FHiRE Optical Design

Optical Design of FHiRE
The optical design of FHiRE is a traditional
"white pupil echelle" (see Baranne 1972) similar to the ESO HARPS spectrograph.
The white pupil design reduces vignetting, and minimizes optical aberrations.
It also minimizes the camera aperture as well but with the cost of additional
optical reflections. The design of FHiRE originated from Sam Barden with
significant
further refinements by Charles Harmer (NOAO). Ming Liang (NOAO) redesigned
the FHiRE camera reducing the number of optical elements from 8 to 6. The
drawback is a significant change in focus with wavelength but this is almost
linear so that it is mitigated by tilting the detector focal plane. Liang's
design
included a glued triplet that was very sensitive to temperature change due to
the differing coefficients of thermal expansion for the triplet elements.
Pierce (UW) "broke" the FHiRE triplet by replacing the glue with an index
matching fluid, with a slight improvement to the design, but more importantly
removing the danger that the large seasonal temperature changes at WIRO could
put the camera at risk.
Light enters the instrument via a 50-micron, multi-mode optical fiber located
at the focus of the first of a pair of off-axis paraboloids that form a
collimated beam for the Iodine cell.
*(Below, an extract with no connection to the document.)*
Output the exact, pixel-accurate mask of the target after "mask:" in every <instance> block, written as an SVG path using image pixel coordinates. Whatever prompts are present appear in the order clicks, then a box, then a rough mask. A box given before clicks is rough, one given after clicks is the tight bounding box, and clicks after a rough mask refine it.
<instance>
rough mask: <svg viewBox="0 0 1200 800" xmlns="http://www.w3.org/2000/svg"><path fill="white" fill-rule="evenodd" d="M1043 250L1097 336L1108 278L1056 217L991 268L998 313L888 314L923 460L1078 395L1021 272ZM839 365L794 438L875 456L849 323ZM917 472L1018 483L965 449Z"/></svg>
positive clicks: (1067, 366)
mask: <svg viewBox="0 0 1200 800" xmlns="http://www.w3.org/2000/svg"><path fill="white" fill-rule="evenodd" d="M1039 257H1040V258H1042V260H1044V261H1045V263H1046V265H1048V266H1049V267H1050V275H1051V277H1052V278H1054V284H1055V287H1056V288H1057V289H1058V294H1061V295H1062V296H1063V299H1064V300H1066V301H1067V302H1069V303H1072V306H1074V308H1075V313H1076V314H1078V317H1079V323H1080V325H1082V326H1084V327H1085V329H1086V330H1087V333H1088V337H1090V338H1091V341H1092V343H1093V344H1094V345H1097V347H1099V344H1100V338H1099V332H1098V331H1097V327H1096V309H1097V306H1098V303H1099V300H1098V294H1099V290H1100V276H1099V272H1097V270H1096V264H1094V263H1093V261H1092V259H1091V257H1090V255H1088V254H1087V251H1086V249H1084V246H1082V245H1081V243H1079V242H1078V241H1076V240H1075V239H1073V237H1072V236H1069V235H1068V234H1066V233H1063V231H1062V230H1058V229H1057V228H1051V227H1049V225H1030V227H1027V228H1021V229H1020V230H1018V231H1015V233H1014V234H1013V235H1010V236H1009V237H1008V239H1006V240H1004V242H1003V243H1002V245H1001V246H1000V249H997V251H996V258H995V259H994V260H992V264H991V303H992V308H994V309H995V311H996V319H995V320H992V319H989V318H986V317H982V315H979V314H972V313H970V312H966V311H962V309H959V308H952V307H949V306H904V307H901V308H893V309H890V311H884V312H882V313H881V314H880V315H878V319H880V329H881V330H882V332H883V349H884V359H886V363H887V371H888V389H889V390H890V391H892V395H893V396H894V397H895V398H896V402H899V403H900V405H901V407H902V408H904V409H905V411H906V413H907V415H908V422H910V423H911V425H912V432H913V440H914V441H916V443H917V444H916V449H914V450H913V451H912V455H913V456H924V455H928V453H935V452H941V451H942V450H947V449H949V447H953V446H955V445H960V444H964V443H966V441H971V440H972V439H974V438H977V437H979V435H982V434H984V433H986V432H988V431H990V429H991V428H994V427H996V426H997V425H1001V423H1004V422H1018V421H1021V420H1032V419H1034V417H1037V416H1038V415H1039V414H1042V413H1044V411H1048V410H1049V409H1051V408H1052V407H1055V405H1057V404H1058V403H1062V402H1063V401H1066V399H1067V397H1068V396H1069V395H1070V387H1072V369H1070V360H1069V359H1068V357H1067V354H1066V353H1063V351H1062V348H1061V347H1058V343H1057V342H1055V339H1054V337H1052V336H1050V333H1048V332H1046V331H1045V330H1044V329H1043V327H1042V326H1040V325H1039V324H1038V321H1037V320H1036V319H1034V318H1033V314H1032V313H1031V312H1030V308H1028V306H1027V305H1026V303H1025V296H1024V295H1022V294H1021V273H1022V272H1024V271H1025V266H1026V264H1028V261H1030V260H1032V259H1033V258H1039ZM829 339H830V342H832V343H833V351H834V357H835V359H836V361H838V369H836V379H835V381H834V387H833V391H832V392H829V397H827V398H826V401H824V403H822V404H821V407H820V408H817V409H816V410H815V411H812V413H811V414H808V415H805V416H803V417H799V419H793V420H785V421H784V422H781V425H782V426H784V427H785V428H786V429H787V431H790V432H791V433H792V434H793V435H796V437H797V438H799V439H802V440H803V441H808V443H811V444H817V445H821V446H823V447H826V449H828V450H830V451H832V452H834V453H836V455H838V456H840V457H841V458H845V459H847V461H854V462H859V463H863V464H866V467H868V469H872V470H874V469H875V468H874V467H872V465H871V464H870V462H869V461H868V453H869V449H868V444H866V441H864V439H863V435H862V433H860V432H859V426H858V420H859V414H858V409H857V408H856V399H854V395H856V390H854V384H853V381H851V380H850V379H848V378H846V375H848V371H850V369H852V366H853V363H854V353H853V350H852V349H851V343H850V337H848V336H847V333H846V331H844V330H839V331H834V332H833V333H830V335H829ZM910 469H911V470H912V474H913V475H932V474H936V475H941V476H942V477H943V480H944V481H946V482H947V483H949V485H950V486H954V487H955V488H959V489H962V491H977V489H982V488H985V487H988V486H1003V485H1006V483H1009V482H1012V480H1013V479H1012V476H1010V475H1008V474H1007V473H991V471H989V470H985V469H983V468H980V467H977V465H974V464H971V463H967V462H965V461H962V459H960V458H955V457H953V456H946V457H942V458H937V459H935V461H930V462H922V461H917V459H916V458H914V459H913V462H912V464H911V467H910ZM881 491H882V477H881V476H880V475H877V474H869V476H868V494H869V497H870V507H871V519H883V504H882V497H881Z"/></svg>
The output f-number of the fiber will be
f/4. The second paraboloid then forms an intermediate focus as this beam is
directed toward one side of the collimator mirror. The collimator has a
focal length of 390mm and also shares this focus so that the light reflecting
from this mirror it is parallel, i.e., collimated, with a diameter of 98 mm
when it reaches the echelle grating. FHiRE uses an R4 echelle with
31.6 grooves/mm at a near Littrow condition so that the angle of incidence
is 76 degrees. The central blaze order is 113 corresponding to a wavelength of
538 nm. The grating is slightly tilted (5-deg.) so that the dispersed light
returns to the collimator at this same angle which forms a secondary focus
slightly displaced from the first one where a pupil mirror and slit are
located. The pupil mirror directs the light back to the collimator for the
third time after which it emerges as a set of collimated beams, one for each
spectral order. A mirror located near the Iodine cell folds the beam so that
it enters a volume phase holographic (VPH) grating oriented 90-deg to the
echelle in order to "cross disperse", or separate, the spectral orders. The
VPH grating is located immediately in front of the FHiRE camera. The camera
has a focal length of 257 mm and produces excellent images over a slightly
tilted focal plane. The spot sizes are 2.2 pixels over the full 2048 x 4096
CCD detector (12 micron pixels) with 69 orders resulting in a wavelength
coverage of 390 nm - 680 nm, orders 90 - 158, with a resolution of 60,000.